Friday, September 7, 2007

Sacred Waters


How we take care of the water is how it will take care of us
Eddie Benton Benais, Grand Chief of the Mdewiwin (Medicine) Society, Anishinabe spiritual elder

“She keeps men faithful to their wives and will judge and kill men who violate the sanctity of marriage if called upon to do so, because her husband was unfaithful to her, causing her to commit suicide, and to hate and punish all unfaithful men.” So writes Cat Yronwode on Santisima Muerte, going on to note similarities with La Llorona, ghostly haunt of the North American southwest. The tales of La Llorona are wideflung and varied, adopted to regional cultures and landscapes. “At any rate,” Wikipedia noting the common thread that strings these tales together, “La Llorona chooses to murder her children, almost always by drowning, either to spare them a life of poverty, to free herself to seek another man, or for revenge against their absent or stray father.”
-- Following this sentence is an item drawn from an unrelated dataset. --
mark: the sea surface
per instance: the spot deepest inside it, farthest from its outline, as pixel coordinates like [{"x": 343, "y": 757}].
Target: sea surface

This turned our minds to the tale of Ampato Sapa—whose name is Dakotan for “Dark Day”:

“A young Indian woman sat in a little canoe with her two small children, and rowed it out into the river in the direction of the falls [...] She sang in lamenting tones the sorrow of her heart, of her husband's infidelity, and her determination to die. [...] Her voice was soon silenced in the roar of the fall. The boat paused for a moment on the brink of the precipice, and the next was carried over it and vanished in the foaming deep. The mother and her children were seen no more. The Indians still believe that in the early dawn may be heard the lamenting song deploring the infidelity of the husband; and they fancy that at times may be seen the mother, with the children clasped to her breast, in the misty shapes which arise from the fall around the Spirit Island.”
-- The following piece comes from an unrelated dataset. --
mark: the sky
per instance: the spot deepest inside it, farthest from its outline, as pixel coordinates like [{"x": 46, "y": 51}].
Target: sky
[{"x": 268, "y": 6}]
Today these falls—the only on the upper Mississippi river—lay in the heart of Minneapolis, but numerous native traditions imbue this region with Geomantic sacredness. Let your imagination flow with Sapa’s spirit downstream: After crashing over the falls, home to Oanktehi, a Dakotan god of waters and evil, you gust past Spirit Island, where legend has it that Dakotan women came to give birth; a few miles tumble by rushed before the rapids slowly subside as the bluffs rise above you; a few lazy miles further and you feel Minnehaha’s cold splashing into the river; Minnehaha Falls, revered as “a sacred place, a neutral place, a place for many nations to come,” babbles through the hills on your right, hidden by trees and terrain; floating on another mile or two, you carve through a deep river gorge and far overhead flows Cold Water Springs “from which the sacred water should be drawn”; you spin, sailing by Pilot Knob, “considered to be the center of the world by the Dakota,” curving sharply as the Minnesota River (“Mdote Minisota”) confluence shoves the powerful Mississippi northwest; crossing into modern-day St. Paul you drift a few miles further, passing Carver’s Cavern (now gone, destroyed for a railroad), where the Dakotans held tribal councils, their burial grounds soaring above you on Dayton’s Bluffs.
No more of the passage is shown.